A cidade é pontilhada por murais de figuras como Pedro Albizu Campos, o líder mais popular do movimento de independência, que passou mais de 20 anos na prisão por organizar-se contra o domínio dos EUA.
Museo de Nuestros Mártires
Escondido nas montanhas centrais de Jayuya, Ernesto Dávila Marín recebe qualquer pessoa no Museo de Nuestros Mártires, um museu dentro de sua casa que homenageia aqueles que lutaram por justiça e soberania.
Bad Bunny presta homenagem a esse esforço em toda a sua obra, por exemplo, em sua canção “La Mudanza”, com os versos: “Aquí mataron gente por sacar la bandera, por eso es que ahora yo la llevo donde quiera” (“Aqui mataram pessoas por mostrar a bandeira, por isso agora eu a levo para todo lugar”).
Dávila Marín, cuja família viveu durante a Revolta de Jayuya de 1950, uma revolta pela independência dos Estados Unidos, abriu o museu há 25 anos. Ele apresenta fotografias e artefatos que documentam a luta de Porto Rico pela independência e pelos direitos civis, incluindo a criminalização de sua bandeira nas décadas de 1940 e 1950 e uma emboscada policial em 1978, que matou dois jovens ativistas da independência.

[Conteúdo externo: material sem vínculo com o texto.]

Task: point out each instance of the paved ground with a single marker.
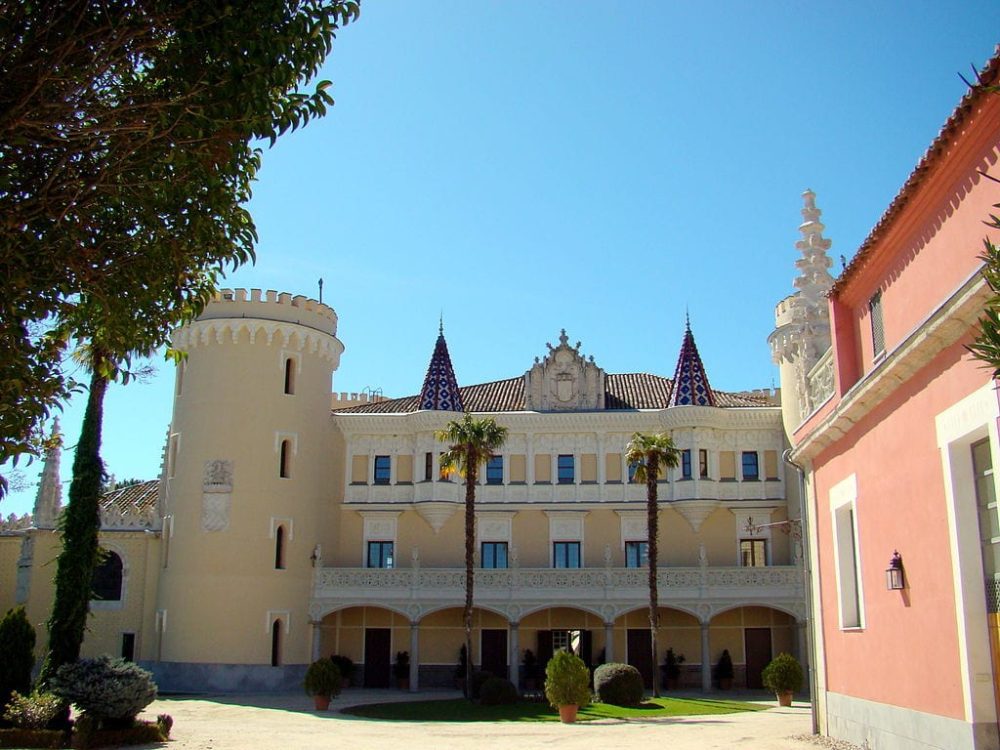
(287, 720)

“Vivi nos Estados Unidos por 36 anos e quando voltei, percebi como fomos injustos com nossos heróis e nossos mártires”, disse Dávila Marín.
Salsa em San Juan
A Plaza de los Salseros, no setor Villa Palmeras de Santurce, presta homenagem aos ícones da salsa de Porto Rico, de Héctor Lavoe a Choco Orta, a primeira mulher a ser homenageada lá, e celebra a música que inspirou “Baile Inolvidable” de Bad Bunny, que o New York Times selecionou em junho como uma das melhores canções do ano.

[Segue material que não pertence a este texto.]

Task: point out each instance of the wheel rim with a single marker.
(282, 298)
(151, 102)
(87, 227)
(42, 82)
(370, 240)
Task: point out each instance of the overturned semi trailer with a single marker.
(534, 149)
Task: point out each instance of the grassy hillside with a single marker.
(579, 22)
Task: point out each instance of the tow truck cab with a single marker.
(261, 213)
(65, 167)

Se uma aula de salsa está na sua lista de desejos, o Eco’s Sports Park, um clube social e complexo esportivo descontraído, oferece aulas para iniciantes nas noites de terça-feira. Quando a aula termina, uma banda de salsa ao vivo começa a tocar, a pista de dança se abre para todos e você pode praticar seus movimentos.